The country’s top bank regulators are warning of an increase in cyberattacks on the Web-based control panels of automated teller machines used by small to midsize financial institutions. In this particular strain of attacks, thieves withdraw money with stolen card information beyond the cash balances that customers have in their accounts, or beyond other typical ATM limits.

In one recent attack, crooks hauled off more than $40 million using just 12 debit card accounts.

The Federal Financial Institutions Examination Council (FFIEC) issued a joint statement about the attacks Wednesday, instructing credit unions and banks to check all their systems involved with ATM transactions, including fraud detection software, and make sure employees are trained to identify phishing attempts. The U.S. Secret Service calls the fraud “Unlimited Operations,” according to the statement.
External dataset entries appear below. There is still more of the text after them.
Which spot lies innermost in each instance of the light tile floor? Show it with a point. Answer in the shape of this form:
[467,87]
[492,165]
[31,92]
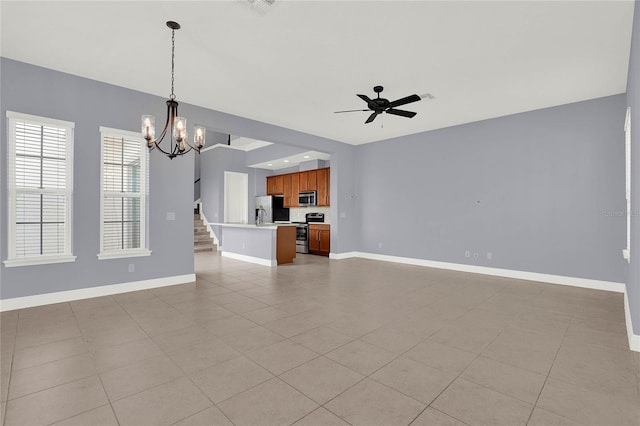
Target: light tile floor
[323,342]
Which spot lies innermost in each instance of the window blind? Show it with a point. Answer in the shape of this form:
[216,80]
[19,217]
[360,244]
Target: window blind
[123,191]
[40,188]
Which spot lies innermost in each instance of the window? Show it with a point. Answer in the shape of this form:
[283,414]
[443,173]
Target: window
[124,193]
[626,253]
[40,188]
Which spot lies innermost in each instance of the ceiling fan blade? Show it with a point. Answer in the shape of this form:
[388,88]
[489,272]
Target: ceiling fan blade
[404,101]
[372,105]
[371,117]
[401,112]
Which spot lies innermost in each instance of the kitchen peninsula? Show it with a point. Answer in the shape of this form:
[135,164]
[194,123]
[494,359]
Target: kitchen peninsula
[270,244]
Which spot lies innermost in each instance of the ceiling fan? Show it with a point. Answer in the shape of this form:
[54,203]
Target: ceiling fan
[379,105]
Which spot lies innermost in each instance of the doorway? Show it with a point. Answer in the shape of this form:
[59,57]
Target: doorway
[236,197]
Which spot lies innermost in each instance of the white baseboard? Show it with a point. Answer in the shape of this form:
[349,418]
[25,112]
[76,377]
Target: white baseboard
[634,339]
[206,223]
[340,256]
[251,259]
[507,273]
[86,293]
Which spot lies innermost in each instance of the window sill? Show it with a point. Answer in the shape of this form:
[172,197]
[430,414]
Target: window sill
[120,254]
[38,260]
[626,253]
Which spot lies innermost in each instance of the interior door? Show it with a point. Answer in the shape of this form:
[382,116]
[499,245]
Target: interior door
[236,197]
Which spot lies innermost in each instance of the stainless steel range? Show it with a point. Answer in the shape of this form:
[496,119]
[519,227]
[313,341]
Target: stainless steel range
[302,231]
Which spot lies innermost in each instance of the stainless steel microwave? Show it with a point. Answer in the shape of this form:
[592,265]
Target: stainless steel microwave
[307,198]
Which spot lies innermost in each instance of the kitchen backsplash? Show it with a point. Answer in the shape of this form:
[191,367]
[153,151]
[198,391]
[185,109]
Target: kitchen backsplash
[296,214]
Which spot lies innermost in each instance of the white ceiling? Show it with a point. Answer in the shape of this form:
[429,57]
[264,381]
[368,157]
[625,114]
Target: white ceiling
[291,161]
[248,144]
[296,64]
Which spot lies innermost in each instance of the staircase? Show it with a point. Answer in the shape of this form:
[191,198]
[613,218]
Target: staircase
[201,238]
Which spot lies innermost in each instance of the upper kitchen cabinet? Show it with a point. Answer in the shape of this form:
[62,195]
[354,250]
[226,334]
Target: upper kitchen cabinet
[308,180]
[275,185]
[323,179]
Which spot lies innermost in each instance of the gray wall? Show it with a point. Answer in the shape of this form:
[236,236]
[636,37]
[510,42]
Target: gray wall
[34,90]
[90,104]
[534,189]
[633,100]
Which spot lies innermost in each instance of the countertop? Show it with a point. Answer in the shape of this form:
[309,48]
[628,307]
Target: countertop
[253,225]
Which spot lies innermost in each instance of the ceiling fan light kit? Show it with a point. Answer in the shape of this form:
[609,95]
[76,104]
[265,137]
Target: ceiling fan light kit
[175,125]
[379,105]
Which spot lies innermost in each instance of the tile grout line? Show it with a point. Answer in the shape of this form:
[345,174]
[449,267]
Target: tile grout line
[13,351]
[564,335]
[456,378]
[92,359]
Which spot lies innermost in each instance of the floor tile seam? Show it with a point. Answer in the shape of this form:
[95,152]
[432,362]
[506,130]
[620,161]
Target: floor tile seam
[439,411]
[81,413]
[209,399]
[295,335]
[273,376]
[427,404]
[459,376]
[3,415]
[189,374]
[93,352]
[497,391]
[66,382]
[331,350]
[186,346]
[549,371]
[320,407]
[134,320]
[621,399]
[599,366]
[292,368]
[94,372]
[77,379]
[123,367]
[106,395]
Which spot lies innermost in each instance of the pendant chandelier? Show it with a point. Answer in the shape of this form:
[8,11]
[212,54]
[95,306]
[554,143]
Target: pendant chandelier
[175,128]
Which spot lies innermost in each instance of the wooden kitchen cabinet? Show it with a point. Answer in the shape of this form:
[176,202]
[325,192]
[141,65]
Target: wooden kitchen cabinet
[275,185]
[308,180]
[286,187]
[323,181]
[291,184]
[319,239]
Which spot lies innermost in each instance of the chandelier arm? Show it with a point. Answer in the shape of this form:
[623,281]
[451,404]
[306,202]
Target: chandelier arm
[160,149]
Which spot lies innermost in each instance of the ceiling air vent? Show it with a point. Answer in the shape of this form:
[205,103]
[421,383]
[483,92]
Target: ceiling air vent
[260,6]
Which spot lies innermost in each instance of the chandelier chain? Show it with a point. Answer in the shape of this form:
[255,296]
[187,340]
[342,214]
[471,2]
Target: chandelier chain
[173,48]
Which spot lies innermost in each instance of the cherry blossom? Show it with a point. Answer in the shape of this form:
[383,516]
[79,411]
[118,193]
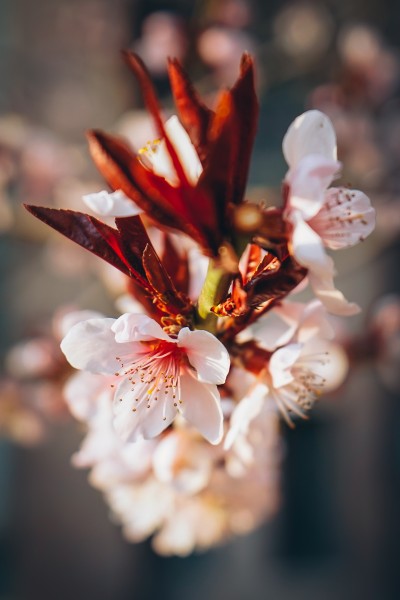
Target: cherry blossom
[159,376]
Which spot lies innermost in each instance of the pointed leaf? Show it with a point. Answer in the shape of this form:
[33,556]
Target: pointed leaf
[84,230]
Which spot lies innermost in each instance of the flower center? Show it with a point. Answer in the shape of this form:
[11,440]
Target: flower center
[154,375]
[299,396]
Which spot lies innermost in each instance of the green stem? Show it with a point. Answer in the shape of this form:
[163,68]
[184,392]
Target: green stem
[214,290]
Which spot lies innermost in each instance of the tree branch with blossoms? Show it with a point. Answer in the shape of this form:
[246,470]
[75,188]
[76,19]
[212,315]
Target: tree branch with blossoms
[228,361]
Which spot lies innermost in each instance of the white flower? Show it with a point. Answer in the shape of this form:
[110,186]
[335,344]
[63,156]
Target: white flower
[293,378]
[292,321]
[319,216]
[115,204]
[157,157]
[159,376]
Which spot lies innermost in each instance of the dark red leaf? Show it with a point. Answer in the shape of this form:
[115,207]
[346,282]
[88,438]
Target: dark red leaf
[159,279]
[84,230]
[194,115]
[176,264]
[246,111]
[151,101]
The FFIEC includes the Office of the Comptroller of the Currency and the Board of Governors of the Federal Reserve System, among other regulators.

The four-page statement doesn’t provide information about specific attacks. Reporters were instructed to direct questions to the Office of the Comptroller of the Currency, but no one was available to discuss the alert late Wednesday.

Tess Rice, general counsel for the Minnesota Bankers Association, said the organization’s IT consultant had not heard of any Minnesota banks being hit by this type of ATM cash-out scheme. The consultant interpreted the group’s statement “as a reminder to smaller banks to remain vigilant,” Rice said in an e-mail.

“His impression is that this is not a new threat, but rather something that banks are prepared for as part of their standard security procedures,” Rice said.

The statement says the attacks sometimes start with phishing e-mails to bank and credit union employees, allowing crooks to install malicious software on the company’s network. The malware enables thieves to case the network for how ATM control panels are accessed, and to get login credentials to alter settings so they can withdraw more, or sometimes unlimited amounts of cash. They can also change fraud alerts and security settings.

The setup enables thieves to take card information they have stolen in other attacks to withdraw cash, frequently during on holidays and weekends when there is more cash in the ATMs and less monitoring, according to the alert.